We had to make well-being an explicit goal, creating a third pillar of child welfare.
The abused or neglected child has suffered so much that we must provide better support and services steeped in evidence and refinement to address these very complex issues.
One of the most important things we learned during the initial IV-E waiver stages is that they work. So, we are continuing them.
Instead of saying to grantees, states and counties, that you must find ways to reduce out-of-home placements where safety is not the issue, that you must move children to permanency more quickly, though we still want and insist on those things, we are saying to them, focus on well-being too.
What does that mean in practice?
It means better screening tools and it means more screenings.
But don’t worry, we are not saying to the states you must do this and you’re on your own when it comes to development and funding.
We’ve worked closely with the Centers for Medicare and Medicaid Services so that states can fully leverage the EPSDT (Early Periodic Screening, Diagnosis and Treatment) benefits to help pay for these costs.
These screenings are important because very often when a child is brought into the system he or she is assessed based on their behavior at that moment.
Tell me, how do you think you would have been assessed shortly after being removed from your parents?
Children in these situations exhibit a whole range of concerning behaviors from violent acting out to near catatonic withdrawal.
In the past, these behaviors may have elicited a psychiatric diagnoses and the child would’ve been prescribed powerful psychotropic medications.
But the effects of trauma can subside, leaving the child chained to these medications for years. That’s why Early and Periodic testing is so important.
We’ve worked very hard and smart to bring clearer guidelines to the prescribing and monitoring of psychotropics in the child welfare community.
These new protocols were developed with the input and participation of all 50 states and several territories.
There’s a great deal of work going on to improve child well-being and there’s more in the planning and implementation stages.

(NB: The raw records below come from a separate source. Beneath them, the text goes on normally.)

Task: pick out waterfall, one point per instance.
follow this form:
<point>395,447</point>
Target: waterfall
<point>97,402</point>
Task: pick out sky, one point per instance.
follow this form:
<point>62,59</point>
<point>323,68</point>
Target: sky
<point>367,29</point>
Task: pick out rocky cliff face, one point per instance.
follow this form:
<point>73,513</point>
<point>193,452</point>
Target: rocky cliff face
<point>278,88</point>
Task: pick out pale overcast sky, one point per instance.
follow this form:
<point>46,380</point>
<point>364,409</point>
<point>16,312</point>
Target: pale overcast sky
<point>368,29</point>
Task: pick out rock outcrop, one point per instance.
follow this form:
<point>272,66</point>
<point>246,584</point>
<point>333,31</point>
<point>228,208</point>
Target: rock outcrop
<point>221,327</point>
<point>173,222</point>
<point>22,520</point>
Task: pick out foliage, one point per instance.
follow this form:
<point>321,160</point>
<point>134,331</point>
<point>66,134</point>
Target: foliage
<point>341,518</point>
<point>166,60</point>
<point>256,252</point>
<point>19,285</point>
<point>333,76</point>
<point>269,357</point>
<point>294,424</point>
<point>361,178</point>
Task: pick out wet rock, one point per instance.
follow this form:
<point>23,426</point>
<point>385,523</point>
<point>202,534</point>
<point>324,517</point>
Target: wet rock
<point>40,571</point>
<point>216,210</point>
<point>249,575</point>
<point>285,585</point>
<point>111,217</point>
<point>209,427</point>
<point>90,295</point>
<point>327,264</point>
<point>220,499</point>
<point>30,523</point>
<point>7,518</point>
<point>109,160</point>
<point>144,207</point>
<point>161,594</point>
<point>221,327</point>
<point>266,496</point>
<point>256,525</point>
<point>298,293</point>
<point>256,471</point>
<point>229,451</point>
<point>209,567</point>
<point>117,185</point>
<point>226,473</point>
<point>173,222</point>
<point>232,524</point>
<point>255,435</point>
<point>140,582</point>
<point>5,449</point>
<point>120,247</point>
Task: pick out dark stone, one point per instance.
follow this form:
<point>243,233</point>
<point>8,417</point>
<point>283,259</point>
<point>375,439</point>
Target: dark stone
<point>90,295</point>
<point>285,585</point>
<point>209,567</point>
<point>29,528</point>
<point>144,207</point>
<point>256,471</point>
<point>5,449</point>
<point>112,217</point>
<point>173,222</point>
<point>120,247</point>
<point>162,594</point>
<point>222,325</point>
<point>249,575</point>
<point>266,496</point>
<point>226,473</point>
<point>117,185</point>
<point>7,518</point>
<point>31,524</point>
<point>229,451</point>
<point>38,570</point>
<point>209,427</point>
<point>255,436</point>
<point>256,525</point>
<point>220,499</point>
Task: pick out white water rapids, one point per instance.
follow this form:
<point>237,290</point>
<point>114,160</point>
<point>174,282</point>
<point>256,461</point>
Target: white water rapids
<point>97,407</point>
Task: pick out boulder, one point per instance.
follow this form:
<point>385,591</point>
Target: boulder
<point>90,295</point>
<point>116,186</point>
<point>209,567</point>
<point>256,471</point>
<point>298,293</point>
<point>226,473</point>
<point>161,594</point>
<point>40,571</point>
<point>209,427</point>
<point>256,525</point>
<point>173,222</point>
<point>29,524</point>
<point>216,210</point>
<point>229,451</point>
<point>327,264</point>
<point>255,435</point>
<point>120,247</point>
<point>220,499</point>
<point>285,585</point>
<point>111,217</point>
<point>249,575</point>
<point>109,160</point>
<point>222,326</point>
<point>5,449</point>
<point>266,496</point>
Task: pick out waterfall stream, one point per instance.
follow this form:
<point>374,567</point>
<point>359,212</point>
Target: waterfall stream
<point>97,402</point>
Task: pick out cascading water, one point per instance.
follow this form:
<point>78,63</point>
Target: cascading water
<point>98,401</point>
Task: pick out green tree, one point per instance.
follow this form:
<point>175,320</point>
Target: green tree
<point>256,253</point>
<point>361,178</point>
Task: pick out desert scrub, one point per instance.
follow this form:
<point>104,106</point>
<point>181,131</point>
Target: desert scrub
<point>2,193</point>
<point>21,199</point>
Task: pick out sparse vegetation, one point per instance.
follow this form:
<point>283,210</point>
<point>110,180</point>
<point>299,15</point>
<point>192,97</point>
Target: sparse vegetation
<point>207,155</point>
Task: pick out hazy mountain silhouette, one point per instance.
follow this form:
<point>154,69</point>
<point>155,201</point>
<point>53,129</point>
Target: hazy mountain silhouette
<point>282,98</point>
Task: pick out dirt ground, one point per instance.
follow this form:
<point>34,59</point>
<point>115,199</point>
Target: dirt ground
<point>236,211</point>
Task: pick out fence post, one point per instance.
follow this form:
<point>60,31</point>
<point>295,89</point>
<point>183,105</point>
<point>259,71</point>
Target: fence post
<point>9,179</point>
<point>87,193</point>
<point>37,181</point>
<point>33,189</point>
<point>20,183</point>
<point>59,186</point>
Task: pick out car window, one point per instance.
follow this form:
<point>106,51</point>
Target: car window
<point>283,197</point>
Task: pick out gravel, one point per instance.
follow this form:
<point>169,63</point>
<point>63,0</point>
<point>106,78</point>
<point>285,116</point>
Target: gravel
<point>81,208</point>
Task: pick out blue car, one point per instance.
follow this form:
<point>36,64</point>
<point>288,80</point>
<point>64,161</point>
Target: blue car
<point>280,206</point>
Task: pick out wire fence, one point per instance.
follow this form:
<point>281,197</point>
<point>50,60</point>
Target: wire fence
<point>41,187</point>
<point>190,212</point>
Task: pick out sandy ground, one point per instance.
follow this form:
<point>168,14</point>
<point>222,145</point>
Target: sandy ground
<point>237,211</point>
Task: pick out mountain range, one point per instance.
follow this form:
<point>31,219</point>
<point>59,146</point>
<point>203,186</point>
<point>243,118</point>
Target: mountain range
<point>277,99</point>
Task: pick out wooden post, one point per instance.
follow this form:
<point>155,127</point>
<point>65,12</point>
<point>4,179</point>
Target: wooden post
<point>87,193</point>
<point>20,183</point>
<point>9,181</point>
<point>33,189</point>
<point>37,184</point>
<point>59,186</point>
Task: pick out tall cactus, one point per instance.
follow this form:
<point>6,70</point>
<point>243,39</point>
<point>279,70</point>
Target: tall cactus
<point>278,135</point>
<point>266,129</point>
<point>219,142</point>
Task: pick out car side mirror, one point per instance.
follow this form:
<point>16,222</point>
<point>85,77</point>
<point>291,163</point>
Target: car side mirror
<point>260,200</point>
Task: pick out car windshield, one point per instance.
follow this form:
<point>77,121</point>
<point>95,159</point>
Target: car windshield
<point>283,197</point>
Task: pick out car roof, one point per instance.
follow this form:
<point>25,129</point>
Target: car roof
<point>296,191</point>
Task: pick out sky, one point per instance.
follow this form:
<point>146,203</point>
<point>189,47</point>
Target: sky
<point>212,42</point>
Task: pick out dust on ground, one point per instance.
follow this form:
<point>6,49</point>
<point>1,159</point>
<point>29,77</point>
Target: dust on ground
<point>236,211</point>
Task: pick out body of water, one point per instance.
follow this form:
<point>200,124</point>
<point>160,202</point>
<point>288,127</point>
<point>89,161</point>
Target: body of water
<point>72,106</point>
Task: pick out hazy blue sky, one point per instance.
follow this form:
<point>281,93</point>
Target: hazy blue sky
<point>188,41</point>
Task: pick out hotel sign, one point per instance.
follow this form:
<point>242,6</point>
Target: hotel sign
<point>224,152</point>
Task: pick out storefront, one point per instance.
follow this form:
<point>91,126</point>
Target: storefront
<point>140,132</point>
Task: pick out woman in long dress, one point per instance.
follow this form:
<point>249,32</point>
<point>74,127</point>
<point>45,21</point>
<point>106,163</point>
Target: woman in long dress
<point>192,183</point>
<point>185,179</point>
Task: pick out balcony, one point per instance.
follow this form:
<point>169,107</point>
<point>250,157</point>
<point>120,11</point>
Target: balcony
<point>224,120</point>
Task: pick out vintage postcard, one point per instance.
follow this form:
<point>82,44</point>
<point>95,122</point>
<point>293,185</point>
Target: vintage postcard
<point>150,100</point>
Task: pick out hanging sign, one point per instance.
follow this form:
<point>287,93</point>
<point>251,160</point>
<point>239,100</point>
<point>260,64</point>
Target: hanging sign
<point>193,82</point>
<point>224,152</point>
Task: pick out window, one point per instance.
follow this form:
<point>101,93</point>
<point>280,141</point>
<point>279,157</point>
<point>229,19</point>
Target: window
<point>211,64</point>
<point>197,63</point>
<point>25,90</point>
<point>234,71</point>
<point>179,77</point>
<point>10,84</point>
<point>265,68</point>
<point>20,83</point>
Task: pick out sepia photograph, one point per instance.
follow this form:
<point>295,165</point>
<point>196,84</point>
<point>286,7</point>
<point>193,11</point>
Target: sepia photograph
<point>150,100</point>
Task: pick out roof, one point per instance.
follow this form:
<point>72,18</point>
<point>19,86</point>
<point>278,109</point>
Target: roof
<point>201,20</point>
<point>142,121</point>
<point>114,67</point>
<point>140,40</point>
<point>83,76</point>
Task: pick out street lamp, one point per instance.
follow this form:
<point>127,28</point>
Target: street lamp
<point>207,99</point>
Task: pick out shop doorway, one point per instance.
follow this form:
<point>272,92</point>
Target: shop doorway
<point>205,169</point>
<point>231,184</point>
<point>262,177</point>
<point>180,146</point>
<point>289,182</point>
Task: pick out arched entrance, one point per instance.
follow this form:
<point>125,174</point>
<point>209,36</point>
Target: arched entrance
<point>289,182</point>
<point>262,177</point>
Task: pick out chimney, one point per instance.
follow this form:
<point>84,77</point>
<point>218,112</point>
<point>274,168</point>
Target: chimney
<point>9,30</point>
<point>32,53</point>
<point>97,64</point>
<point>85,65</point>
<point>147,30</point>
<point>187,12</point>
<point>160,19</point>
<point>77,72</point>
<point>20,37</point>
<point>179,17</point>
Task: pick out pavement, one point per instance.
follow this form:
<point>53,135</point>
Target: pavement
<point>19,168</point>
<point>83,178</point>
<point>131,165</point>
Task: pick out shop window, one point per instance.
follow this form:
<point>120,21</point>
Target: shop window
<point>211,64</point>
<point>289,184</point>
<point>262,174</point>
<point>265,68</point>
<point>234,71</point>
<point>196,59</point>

The Title IV-E demonstration projects have provided so many important breakthroughs that we are truly in the golden age of child welfare improvement.
In fiscal year 2012, ACF granted waivers to nine states and currently we are working with 10 more. (Nine previous states are Arkansas, Colorado, Illinois, Massachusetts, Mississippi, Pennsylvania, Utah, Washington, Wisconsin).
We hope to finalize agreements with all 10 in September. (The states are: The District of Columbia, Hawaii, Idaho, Montana, Nebraska, New Jersey, New York, Oregon, Rhode Island, and Tennessee).
As these waiver states generate new ideas and new approaches, we are busy testing them to determine whether they really do deliver better outcomes, the ones that do then become part of the evidence-based interventions that ACF will support and provide technical assistance on for other interested states.
What we’re working on right now in the new waiver states is how to respond to trauma with Trauma-Focused Cognitive Behavior Therapy, Multi-systemic Family Therapy and Parent Child Interaction Therapy.
Our interventions and services must take a holistic approach to the family. They can’t be focused solely on the child.
Those are just the highlights, but you can see that there is quite a bit going on to improve child safety, permanency and well-being.
The private agencies that we work with, that states work with, agencies such as Lutheran Services, are critical to the development of new services and therapies.
The feedback we get back from the clinical community is crucial to how we develop evidence-based interventions and treatments for trauma.
For many, many years now, states have relied on private providers to provide services on their behalf. I don’t see that model changing… only growing and getting better.
I thank you for your commitment to children and I look forward to continuing our important work together.